Competitor to Coach
The competitor asks: how do I get better? The coach asks: how do I make them better?
That distinction sounds simple. It is not.
Most of those who end up coaching get there the same way; grinding, competing, accumulating knowledge through years of getting tapped and tapping others. Then they start teaching the way they trained: demonstrate, correct, and share what worked for them. They are, in that phase, still competitors.
That is being a cook. Skilled, but still self-oriented. The cook's frame of reference is limited to their own game. The food they know how to make.
A chef, in contrast, runs the kitchen. They think about every station at once, asking what the team, these people, with these attributes, needs to become more than the sum of its parts. They must subordinate their own preferences, ego, and personal aesthetic, to something larger. The kitchen's success is his success. There is no separation.

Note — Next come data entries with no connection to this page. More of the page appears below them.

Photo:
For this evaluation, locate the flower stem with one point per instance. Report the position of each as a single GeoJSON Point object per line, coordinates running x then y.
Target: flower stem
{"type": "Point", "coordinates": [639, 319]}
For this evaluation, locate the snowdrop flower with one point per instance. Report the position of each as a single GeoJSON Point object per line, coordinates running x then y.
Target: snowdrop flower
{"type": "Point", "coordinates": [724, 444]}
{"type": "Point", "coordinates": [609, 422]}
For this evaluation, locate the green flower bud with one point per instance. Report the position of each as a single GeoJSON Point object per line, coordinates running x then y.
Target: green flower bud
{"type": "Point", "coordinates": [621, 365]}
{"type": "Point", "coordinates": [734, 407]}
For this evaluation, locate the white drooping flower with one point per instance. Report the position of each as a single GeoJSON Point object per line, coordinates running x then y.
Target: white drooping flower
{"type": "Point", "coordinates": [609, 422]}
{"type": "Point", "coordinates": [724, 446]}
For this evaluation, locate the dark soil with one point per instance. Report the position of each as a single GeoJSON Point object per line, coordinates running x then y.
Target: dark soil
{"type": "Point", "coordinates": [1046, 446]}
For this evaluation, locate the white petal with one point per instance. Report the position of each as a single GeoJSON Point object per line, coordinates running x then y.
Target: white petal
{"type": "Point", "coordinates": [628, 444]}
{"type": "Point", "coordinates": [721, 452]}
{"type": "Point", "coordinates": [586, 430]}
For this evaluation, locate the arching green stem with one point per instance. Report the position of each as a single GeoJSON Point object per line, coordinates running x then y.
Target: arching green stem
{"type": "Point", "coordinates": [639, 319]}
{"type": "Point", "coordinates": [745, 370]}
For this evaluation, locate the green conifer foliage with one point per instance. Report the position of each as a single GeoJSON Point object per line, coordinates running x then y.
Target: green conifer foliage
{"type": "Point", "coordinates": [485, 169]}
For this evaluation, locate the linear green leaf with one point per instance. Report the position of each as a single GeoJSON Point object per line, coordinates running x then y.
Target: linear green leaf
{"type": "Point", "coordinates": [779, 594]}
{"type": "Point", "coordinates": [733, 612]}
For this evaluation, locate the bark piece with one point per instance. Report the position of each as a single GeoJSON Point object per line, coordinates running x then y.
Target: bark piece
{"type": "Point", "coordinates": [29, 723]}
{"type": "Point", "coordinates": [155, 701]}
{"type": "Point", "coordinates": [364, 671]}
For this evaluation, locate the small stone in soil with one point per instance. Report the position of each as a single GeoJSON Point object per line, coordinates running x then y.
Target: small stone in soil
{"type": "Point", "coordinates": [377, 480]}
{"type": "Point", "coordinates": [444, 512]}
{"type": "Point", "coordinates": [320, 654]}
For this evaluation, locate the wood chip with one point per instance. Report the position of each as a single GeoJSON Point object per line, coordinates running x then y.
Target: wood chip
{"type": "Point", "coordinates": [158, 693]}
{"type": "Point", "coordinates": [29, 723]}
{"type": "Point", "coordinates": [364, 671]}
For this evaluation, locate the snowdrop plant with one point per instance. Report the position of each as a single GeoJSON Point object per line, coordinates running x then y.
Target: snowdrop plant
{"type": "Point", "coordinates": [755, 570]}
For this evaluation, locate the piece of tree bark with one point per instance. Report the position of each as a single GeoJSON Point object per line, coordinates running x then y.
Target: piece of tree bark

As a coach, you are not there to perform your knowledge. You are there to work for your students. They do not work for you. Every round you observe, every correction you give, every conversation before is an act of service. The question is never what do I want to teach today? It is what do they need from me right now?
This requires a selflessness that competitive training rarely develops. Competition selects for individuals who can impose their will. Coaching demands the opposite, the ability to find satisfaction not in your own execution, but in theirs.
That shift has to be chosen repeatedly. Ego reasserts itself; when you want to prove a point, when a student's success feels like it diminishes yours, when the temptation is to teach your game instead of theirs.
That is the difference. And it changes everything thereafter.